Health Care Industry Update: Recent Developments
The healthcare industry is facing significant challenges and changes in mid-May 2025. For-profit healthcare providers including HCA, Tenet, UHS, and CHS have maintained their 2025 outlooks despite operating in an uncertain landscape with threats to revenue streams and emerging headwinds as Q2 begins[1].
In workforce trends, the ambulatory care sector has become the labor bellwether of the healthcare industry, accounting for 48% of all healthcare hires according to data from the week of May 5[2]. However, layoffs continue across the sector. Cleveland Clinic is eliminating 114 jobs while still hiring in critical areas, Main Line Health is cutting nearly 200 nonclinical staff positions (about 15% of its workforce), and Advocate Health in partnership with Walgreens is closing 47 outpatient clinics in Illinois[5].
On the regulatory front, a judge granted a 14-day pause on HHS reorganization and terminations on May 12, while a Trump order aims to revive the "most favored nation" policy[4]. The Centers for Medicare & Medicaid Services may add Part B drugs to negotiations under draft guidance[4].
Financial performance shows mixed results, with Kaiser Permanente reporting 16.1% year-over-year Q1 revenue growth with a 2.9% margin[4]. Meanwhile, a recent report indicates that tax and Medicaid cuts largely benefit high-income families[4].

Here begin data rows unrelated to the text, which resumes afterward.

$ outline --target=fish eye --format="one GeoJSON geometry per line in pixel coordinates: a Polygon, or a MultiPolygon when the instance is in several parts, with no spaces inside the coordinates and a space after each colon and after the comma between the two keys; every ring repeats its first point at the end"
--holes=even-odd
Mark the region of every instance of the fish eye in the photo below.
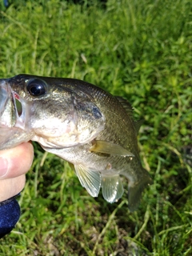
{"type": "Polygon", "coordinates": [[[32,96],[41,96],[46,94],[47,86],[46,82],[40,79],[29,80],[26,84],[26,90],[32,96]]]}

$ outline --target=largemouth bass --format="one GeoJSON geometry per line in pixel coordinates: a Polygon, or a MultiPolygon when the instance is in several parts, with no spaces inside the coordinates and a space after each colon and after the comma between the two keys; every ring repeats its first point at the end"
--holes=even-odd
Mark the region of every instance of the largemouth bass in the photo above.
{"type": "Polygon", "coordinates": [[[134,210],[152,180],[138,149],[130,104],[88,82],[19,74],[0,79],[0,150],[30,140],[65,159],[83,187],[117,202],[128,179],[134,210]]]}

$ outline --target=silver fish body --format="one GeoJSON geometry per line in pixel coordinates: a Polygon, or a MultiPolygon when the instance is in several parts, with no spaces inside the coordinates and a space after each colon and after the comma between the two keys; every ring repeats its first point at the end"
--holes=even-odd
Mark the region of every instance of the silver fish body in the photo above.
{"type": "Polygon", "coordinates": [[[20,74],[0,80],[0,150],[29,140],[74,166],[82,186],[114,202],[129,180],[129,207],[152,183],[140,162],[130,105],[103,90],[70,78],[20,74]]]}

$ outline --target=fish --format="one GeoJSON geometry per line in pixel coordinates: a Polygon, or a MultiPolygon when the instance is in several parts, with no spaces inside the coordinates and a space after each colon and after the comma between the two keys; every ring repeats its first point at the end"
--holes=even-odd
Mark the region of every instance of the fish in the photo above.
{"type": "Polygon", "coordinates": [[[18,74],[0,79],[0,150],[34,141],[63,158],[92,197],[109,202],[124,193],[135,210],[153,183],[138,146],[141,122],[126,99],[86,82],[18,74]]]}

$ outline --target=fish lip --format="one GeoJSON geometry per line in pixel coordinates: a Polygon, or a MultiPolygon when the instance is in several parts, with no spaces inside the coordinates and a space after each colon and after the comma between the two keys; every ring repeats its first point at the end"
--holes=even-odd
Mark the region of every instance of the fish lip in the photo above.
{"type": "Polygon", "coordinates": [[[23,129],[25,126],[25,111],[22,100],[12,90],[10,83],[9,78],[0,79],[0,126],[14,126],[23,129]],[[18,109],[17,102],[20,102],[20,110],[18,109]],[[6,111],[8,111],[9,114],[3,117],[6,111]],[[2,117],[3,118],[1,119],[2,117]]]}

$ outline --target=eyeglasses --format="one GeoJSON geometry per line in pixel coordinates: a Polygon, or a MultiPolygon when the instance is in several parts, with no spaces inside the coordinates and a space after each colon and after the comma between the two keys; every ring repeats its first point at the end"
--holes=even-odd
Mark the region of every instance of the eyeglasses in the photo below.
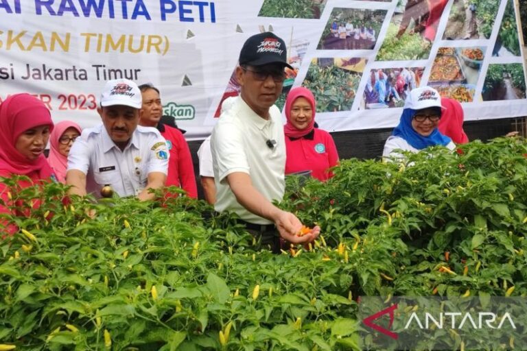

In the digital health space, virtual chronic care provider Omada Health has filed to go public as of May 9[4]. This comes as healthcare organizations increasingly turn to technology solutions amid operational challenges.
A comprehensive US Healthcare Industry Outlook Report released on May 12 offers an in-depth analysis of the healthcare landscape, covering key trends, regulatory policies, and market dynamics[3]. As the industry navigates these complex challenges, hospitals report that the busy flu season cooled off in March, potentially alleviating some operational pressures[4].